Keeping Up vs. Keeping Ahead: Banking Strategy

Time to read: 5 minutes to gain a different prespective

A decade after the financial crisis the banking landscape has altered dramatically. There are now signs of real recovery following a period of intense competition, significant digital disruption and an unprecedented wave of regulation and conduct risk sanctions. Institutions are returning profits and shareholder returns, risk weighted asset exposures have decreased, investment growth is supported by low interest rates and high stock valuations sustained by modest fiscal easing. 

The banking landscape remains the bastion of giants, and these giants have awoken from their forced slumber. Yes, disruptive ecosystem options that are powered by new entrants have secured a strong and burgeoning foothold; in some cases, these new entrants have returned a profit. Encouraged by a favourable regulatory regime (e.g.Regulatory Sandbox, Open Banking, PSD2, etc.), the options available to consumers continue to expand. 

With positive stress tests behind them and increased investment levels, incumbent institutions are, with relative ease, replicating and—in some cases—partnering with ecosystem providers to afford similar offerings to the disruptive new entrants. These incumbents’ institutions are actively standing up digital-only propositions as a means to ‘test, learn and compete’. This is an encouraging development, and from experience the credible capability options available have increased in nature.

Your right to prosper

In some circles, there is the mindset that, now that conditions have improved – a BAU strategic view of the world will suffice; using an approach that is oriented around a focused view of existing customers, and responding to digital disruption through the creation of a mobile application - ‘voilà!’ strategy complete.

However, this is not quite the case, and raises some interesting questions:

  • How strategic is your strategy?
  • Is your stated ‘Keeping Ahead’ strategy actually a ‘Keeping Up’ strategy in disguise?
  • How robust is your strategy against a sustained and aggressive threat?
  • How secure is your strategic right to prosper?

Unfortunately, and all too often, strategies fail to truly leverage insight, foresight and the vision to accomplish either a ‘Keeping Up’ or ‘Keeping Ahead’ position; add to this sub-optimal strategy translation and execution, and business outcomes will not be favourable.

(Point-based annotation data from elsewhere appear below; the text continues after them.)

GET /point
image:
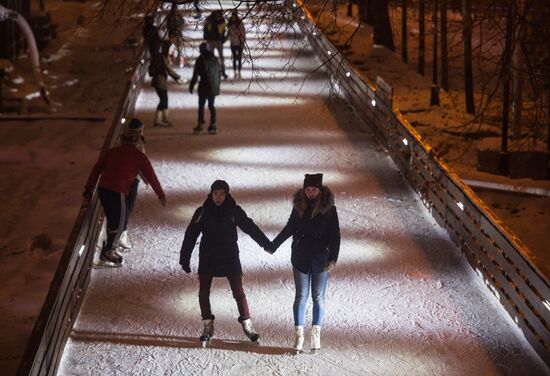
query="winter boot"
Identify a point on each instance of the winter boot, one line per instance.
(124, 241)
(212, 128)
(159, 122)
(207, 331)
(315, 338)
(298, 338)
(249, 330)
(165, 118)
(199, 128)
(110, 257)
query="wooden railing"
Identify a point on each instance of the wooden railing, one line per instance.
(504, 262)
(66, 293)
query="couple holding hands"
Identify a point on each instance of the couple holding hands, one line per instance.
(315, 231)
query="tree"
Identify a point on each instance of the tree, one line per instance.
(421, 36)
(404, 55)
(467, 41)
(444, 54)
(382, 27)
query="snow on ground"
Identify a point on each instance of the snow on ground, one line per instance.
(401, 299)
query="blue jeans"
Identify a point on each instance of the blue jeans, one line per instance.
(318, 283)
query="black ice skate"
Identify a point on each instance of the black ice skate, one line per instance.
(249, 330)
(207, 332)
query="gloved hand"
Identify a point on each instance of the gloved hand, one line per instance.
(186, 268)
(330, 265)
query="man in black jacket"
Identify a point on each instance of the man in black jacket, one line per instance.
(218, 219)
(207, 68)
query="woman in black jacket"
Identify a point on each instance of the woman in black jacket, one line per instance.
(218, 219)
(315, 231)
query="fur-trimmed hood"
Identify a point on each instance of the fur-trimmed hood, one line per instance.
(326, 202)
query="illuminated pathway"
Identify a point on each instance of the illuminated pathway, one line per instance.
(401, 300)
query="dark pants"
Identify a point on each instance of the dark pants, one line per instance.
(237, 54)
(116, 212)
(131, 200)
(163, 98)
(202, 102)
(236, 283)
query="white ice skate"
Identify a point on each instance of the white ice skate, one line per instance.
(249, 330)
(298, 339)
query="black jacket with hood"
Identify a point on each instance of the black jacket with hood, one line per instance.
(218, 250)
(207, 68)
(315, 232)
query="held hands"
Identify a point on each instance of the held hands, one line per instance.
(87, 195)
(270, 248)
(330, 265)
(186, 268)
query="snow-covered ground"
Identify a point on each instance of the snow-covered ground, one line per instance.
(401, 299)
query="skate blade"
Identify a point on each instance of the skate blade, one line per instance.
(107, 265)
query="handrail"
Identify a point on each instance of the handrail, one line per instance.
(505, 263)
(66, 293)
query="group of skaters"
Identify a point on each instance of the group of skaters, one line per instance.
(208, 69)
(313, 225)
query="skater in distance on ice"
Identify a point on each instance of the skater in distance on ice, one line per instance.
(207, 72)
(237, 39)
(217, 219)
(315, 231)
(159, 70)
(117, 169)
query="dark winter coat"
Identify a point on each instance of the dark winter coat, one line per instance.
(207, 67)
(218, 250)
(315, 232)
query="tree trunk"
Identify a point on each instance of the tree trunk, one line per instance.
(505, 69)
(421, 37)
(468, 70)
(371, 11)
(435, 43)
(444, 56)
(404, 54)
(517, 75)
(382, 27)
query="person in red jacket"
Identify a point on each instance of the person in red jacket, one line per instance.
(116, 169)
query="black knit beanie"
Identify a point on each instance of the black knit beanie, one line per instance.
(313, 180)
(220, 184)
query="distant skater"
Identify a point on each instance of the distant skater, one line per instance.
(117, 169)
(207, 72)
(237, 39)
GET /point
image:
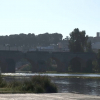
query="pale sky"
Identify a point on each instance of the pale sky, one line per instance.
(40, 16)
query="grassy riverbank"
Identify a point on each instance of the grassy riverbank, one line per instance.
(36, 84)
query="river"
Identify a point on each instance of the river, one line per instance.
(88, 85)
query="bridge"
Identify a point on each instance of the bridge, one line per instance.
(38, 60)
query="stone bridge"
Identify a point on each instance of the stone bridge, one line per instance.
(38, 60)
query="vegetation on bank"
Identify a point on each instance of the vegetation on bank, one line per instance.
(37, 84)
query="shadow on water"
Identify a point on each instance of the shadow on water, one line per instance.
(72, 85)
(78, 85)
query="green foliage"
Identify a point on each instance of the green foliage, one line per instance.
(75, 65)
(96, 63)
(77, 41)
(89, 47)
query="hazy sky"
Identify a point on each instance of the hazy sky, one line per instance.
(40, 16)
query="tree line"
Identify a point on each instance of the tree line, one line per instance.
(78, 42)
(31, 39)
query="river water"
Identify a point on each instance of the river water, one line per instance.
(89, 86)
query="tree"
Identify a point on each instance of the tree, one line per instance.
(78, 41)
(89, 47)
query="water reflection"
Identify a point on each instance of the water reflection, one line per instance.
(78, 85)
(72, 85)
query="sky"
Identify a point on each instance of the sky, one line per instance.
(41, 16)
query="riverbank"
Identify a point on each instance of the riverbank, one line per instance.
(50, 96)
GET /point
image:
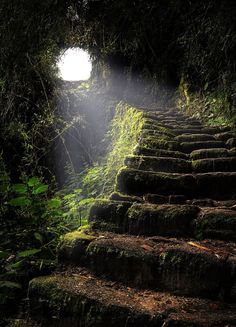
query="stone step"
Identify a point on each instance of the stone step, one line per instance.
(163, 143)
(215, 185)
(224, 136)
(185, 267)
(216, 164)
(171, 165)
(203, 130)
(209, 153)
(159, 153)
(81, 299)
(173, 220)
(194, 138)
(188, 147)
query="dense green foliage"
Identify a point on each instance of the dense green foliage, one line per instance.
(142, 52)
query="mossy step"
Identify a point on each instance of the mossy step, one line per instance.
(209, 153)
(224, 136)
(144, 219)
(215, 185)
(116, 196)
(215, 164)
(159, 153)
(217, 223)
(185, 267)
(231, 143)
(157, 143)
(158, 164)
(188, 147)
(203, 130)
(76, 299)
(173, 220)
(194, 137)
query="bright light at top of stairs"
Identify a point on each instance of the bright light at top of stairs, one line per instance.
(74, 65)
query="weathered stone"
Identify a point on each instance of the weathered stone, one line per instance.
(217, 223)
(165, 220)
(83, 300)
(116, 196)
(155, 198)
(194, 138)
(72, 248)
(216, 164)
(188, 147)
(158, 164)
(159, 153)
(177, 199)
(208, 153)
(132, 181)
(231, 143)
(109, 215)
(224, 136)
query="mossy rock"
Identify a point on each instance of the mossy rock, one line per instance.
(165, 220)
(217, 223)
(218, 185)
(79, 300)
(188, 147)
(116, 196)
(159, 143)
(194, 137)
(209, 153)
(159, 153)
(213, 165)
(158, 164)
(159, 263)
(136, 182)
(72, 248)
(109, 215)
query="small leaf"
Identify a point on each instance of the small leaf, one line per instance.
(9, 284)
(38, 237)
(34, 182)
(69, 196)
(20, 201)
(19, 188)
(3, 254)
(78, 190)
(16, 265)
(54, 203)
(28, 253)
(40, 189)
(86, 201)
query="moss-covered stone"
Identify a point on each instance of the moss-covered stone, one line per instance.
(83, 300)
(223, 136)
(218, 186)
(165, 220)
(159, 153)
(116, 196)
(72, 248)
(109, 215)
(215, 164)
(194, 137)
(209, 153)
(217, 223)
(132, 181)
(158, 164)
(62, 301)
(188, 147)
(157, 263)
(231, 143)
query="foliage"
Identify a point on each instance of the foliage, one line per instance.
(122, 137)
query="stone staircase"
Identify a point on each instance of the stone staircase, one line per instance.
(160, 251)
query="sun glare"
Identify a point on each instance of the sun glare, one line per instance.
(75, 65)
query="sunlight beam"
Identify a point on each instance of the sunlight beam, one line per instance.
(74, 65)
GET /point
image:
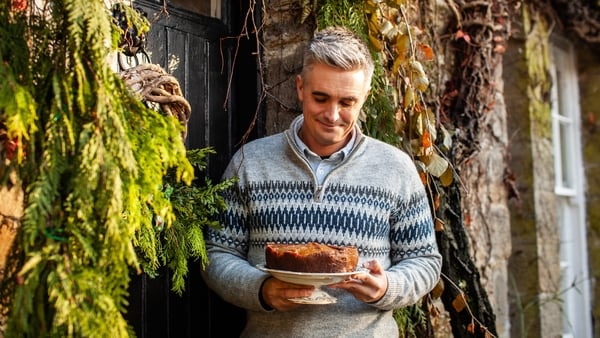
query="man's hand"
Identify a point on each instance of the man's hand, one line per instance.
(277, 294)
(368, 286)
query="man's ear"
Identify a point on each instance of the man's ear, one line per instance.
(299, 87)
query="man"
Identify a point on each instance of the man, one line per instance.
(323, 180)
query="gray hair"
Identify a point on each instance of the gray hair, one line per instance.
(340, 48)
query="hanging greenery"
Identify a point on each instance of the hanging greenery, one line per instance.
(109, 185)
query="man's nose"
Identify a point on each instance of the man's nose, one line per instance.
(333, 112)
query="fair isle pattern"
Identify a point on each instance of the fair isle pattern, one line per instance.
(285, 212)
(374, 199)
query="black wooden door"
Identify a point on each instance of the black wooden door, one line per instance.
(191, 47)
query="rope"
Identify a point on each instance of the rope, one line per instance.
(159, 90)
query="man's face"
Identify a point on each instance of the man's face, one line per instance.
(331, 102)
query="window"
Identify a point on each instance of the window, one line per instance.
(568, 166)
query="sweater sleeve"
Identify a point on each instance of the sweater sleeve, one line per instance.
(229, 272)
(416, 261)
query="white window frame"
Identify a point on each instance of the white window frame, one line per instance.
(569, 189)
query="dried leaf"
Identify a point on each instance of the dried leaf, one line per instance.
(438, 289)
(447, 177)
(425, 52)
(439, 224)
(437, 165)
(459, 303)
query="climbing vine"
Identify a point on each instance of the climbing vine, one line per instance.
(109, 186)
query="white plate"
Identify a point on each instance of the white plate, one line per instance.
(305, 278)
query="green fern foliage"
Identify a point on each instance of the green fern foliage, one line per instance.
(96, 165)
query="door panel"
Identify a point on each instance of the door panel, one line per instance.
(188, 47)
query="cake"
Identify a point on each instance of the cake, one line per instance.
(311, 257)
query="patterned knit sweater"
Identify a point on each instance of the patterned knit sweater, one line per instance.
(373, 200)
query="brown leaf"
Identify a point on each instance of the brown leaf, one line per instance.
(459, 303)
(425, 52)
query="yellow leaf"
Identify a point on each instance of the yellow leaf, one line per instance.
(459, 303)
(437, 165)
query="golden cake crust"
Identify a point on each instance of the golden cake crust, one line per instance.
(311, 257)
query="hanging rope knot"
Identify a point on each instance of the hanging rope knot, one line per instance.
(159, 91)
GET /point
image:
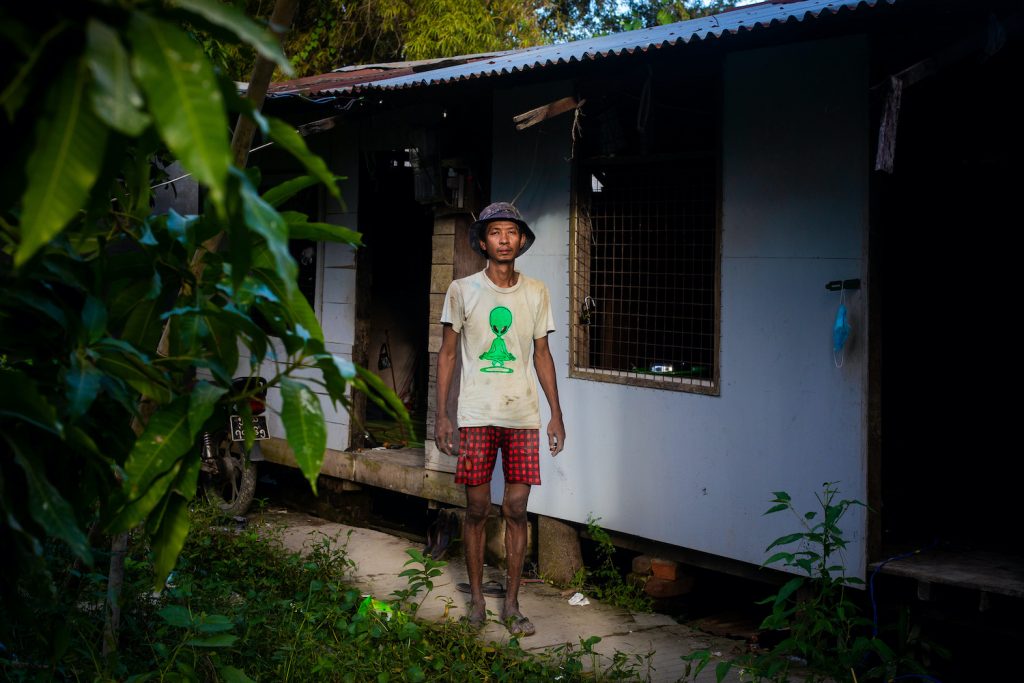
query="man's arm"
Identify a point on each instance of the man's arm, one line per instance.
(546, 374)
(445, 369)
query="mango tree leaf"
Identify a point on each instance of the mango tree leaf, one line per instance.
(65, 164)
(148, 507)
(82, 383)
(170, 539)
(220, 640)
(204, 398)
(288, 137)
(176, 615)
(381, 393)
(303, 420)
(115, 97)
(214, 624)
(182, 95)
(20, 399)
(244, 28)
(295, 305)
(264, 220)
(289, 188)
(134, 371)
(166, 438)
(303, 229)
(233, 675)
(50, 510)
(93, 318)
(15, 91)
(143, 327)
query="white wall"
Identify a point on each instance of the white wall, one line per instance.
(693, 470)
(336, 302)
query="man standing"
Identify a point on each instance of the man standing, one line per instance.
(498, 315)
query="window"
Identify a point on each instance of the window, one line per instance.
(644, 280)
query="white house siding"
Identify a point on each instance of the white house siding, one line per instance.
(693, 470)
(336, 292)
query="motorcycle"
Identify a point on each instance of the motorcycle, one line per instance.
(228, 471)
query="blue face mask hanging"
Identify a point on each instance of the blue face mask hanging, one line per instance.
(841, 331)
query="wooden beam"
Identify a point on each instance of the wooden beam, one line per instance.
(551, 110)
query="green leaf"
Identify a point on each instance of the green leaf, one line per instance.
(143, 328)
(244, 28)
(50, 510)
(288, 137)
(214, 624)
(201, 403)
(133, 370)
(303, 420)
(295, 304)
(176, 615)
(289, 188)
(93, 319)
(183, 98)
(221, 640)
(65, 164)
(265, 221)
(166, 438)
(785, 540)
(82, 384)
(148, 507)
(788, 589)
(115, 97)
(20, 399)
(381, 394)
(302, 229)
(170, 539)
(233, 675)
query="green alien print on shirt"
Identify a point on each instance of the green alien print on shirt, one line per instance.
(498, 354)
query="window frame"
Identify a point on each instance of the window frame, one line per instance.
(580, 268)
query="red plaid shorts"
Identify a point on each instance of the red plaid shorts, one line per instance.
(478, 451)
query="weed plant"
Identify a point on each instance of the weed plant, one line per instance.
(824, 634)
(240, 607)
(605, 582)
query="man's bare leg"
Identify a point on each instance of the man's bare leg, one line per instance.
(514, 511)
(477, 508)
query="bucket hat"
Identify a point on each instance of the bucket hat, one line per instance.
(499, 211)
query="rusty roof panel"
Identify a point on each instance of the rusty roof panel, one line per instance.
(451, 70)
(749, 17)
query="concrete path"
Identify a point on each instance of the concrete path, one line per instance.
(380, 557)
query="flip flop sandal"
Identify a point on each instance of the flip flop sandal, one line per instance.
(520, 626)
(492, 588)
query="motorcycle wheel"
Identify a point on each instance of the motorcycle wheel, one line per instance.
(233, 486)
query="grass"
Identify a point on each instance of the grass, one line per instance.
(239, 606)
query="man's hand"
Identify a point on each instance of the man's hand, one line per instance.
(556, 436)
(442, 434)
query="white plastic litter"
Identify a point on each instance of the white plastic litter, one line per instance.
(579, 599)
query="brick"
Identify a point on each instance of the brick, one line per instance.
(660, 588)
(641, 564)
(668, 569)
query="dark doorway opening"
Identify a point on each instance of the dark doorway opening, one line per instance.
(941, 245)
(394, 268)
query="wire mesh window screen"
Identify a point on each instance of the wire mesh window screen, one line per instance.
(645, 273)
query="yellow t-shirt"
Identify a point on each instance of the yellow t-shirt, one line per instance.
(497, 328)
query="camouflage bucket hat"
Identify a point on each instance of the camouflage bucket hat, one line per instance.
(499, 211)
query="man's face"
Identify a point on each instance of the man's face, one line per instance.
(502, 241)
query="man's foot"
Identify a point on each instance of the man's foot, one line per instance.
(518, 625)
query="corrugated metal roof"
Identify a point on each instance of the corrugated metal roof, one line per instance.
(434, 72)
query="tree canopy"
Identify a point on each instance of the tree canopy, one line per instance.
(98, 429)
(330, 34)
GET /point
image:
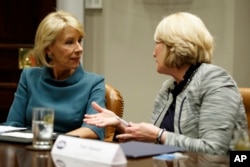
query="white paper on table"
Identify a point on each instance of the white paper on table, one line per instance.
(18, 134)
(88, 150)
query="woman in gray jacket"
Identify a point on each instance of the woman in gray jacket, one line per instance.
(199, 108)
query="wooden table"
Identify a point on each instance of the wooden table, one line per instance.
(17, 155)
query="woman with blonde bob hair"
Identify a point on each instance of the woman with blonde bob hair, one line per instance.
(59, 81)
(199, 107)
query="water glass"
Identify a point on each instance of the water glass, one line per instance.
(42, 127)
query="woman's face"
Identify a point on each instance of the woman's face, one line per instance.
(67, 50)
(159, 54)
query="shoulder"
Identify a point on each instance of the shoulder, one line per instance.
(93, 76)
(213, 74)
(31, 71)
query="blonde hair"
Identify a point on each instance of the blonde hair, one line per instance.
(47, 32)
(187, 40)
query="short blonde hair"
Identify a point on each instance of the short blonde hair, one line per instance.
(187, 40)
(48, 30)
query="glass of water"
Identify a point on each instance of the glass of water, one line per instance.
(42, 127)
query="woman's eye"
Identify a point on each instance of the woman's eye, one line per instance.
(69, 42)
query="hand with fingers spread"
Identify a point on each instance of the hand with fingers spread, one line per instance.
(103, 118)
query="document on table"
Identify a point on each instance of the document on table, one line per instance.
(134, 149)
(4, 129)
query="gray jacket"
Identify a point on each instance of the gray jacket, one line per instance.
(206, 113)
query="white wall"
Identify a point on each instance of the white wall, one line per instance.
(119, 44)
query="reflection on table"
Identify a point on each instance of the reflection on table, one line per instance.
(17, 155)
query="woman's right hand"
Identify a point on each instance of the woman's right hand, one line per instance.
(104, 118)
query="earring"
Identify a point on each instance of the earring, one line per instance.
(50, 56)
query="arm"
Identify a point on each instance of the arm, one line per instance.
(17, 112)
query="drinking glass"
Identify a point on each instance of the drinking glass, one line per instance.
(42, 127)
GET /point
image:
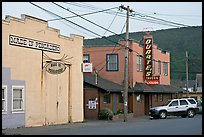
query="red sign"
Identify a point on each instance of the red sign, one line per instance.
(148, 56)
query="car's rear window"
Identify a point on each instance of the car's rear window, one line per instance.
(192, 101)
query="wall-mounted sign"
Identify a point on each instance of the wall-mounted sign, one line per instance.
(34, 44)
(92, 104)
(55, 67)
(153, 80)
(87, 67)
(148, 56)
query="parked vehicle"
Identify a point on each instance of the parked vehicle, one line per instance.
(199, 102)
(176, 107)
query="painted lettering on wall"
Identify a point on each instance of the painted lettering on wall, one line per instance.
(35, 44)
(148, 57)
(55, 67)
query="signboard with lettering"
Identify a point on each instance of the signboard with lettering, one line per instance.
(55, 67)
(87, 67)
(148, 56)
(153, 80)
(34, 44)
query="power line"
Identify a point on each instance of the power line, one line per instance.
(140, 19)
(87, 19)
(74, 23)
(111, 22)
(83, 14)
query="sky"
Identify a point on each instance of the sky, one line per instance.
(89, 19)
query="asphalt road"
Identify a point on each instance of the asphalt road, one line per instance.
(136, 126)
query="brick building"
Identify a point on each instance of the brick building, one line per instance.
(144, 92)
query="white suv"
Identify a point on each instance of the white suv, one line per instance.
(176, 107)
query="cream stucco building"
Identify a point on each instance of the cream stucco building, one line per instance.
(31, 96)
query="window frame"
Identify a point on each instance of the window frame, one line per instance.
(107, 62)
(5, 99)
(165, 68)
(23, 99)
(88, 55)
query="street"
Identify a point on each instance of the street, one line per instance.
(137, 126)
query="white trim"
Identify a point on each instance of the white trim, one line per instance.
(23, 97)
(5, 94)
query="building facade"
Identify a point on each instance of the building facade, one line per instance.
(42, 81)
(146, 89)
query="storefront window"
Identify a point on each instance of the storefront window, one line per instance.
(17, 98)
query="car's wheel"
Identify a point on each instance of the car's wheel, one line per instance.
(162, 114)
(191, 113)
(183, 116)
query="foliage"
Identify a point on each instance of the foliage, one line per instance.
(176, 41)
(105, 113)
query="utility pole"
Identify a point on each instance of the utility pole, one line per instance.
(187, 94)
(125, 93)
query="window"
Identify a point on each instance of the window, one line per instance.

The Giants’ Causeway: GAFAM

Size begets size—welcome Google, Amazon, Facebook, Alibaba and Microsoft (GAFAM); these giants are not actually organisations, they are marketplaces that wield significant power and influence and these giants are actively advancing into the realm of financial services (e.g. Amazon Loans, Google Wallet, payments via Facebook Pay by Messenger, etc.). GAFAM have one thing in common and it is pretty simple:

'they make and/or provide things that people want to buy, easy'.

Having worked with these organisations, banks and building societies, GAFAM’s ability to innovative, underpinned by their agility, capability, technology and disruptive mind-set, is unprecedented. At the last count, Amazon had 300m+ users worldwide, with Amazon Prime customers spending an average of $1,000 per year. Furthermore, Facebook has access to the largest pool of personal data (watch out for the GDPR!). To date, GAFAM growth has been enabled by a lack of meaningful regulation, of course they may change over the coming years.

I am of the view that banking business and technological strategies should be formed using this reality-informed lens. Roll forward 5-7 years and it is probable that incumbent and new entrant banks will retract and become nothing more than data custodians and utility providers with disproportionate cost-income ratios.

This is the time to revisit and refresh one’s banking strategy, its’ translation and execution vehicles, and to test the robustness and predictability of its successful delivery.

"Keeping Up or Keeping Ahead has just become a whole lot harder".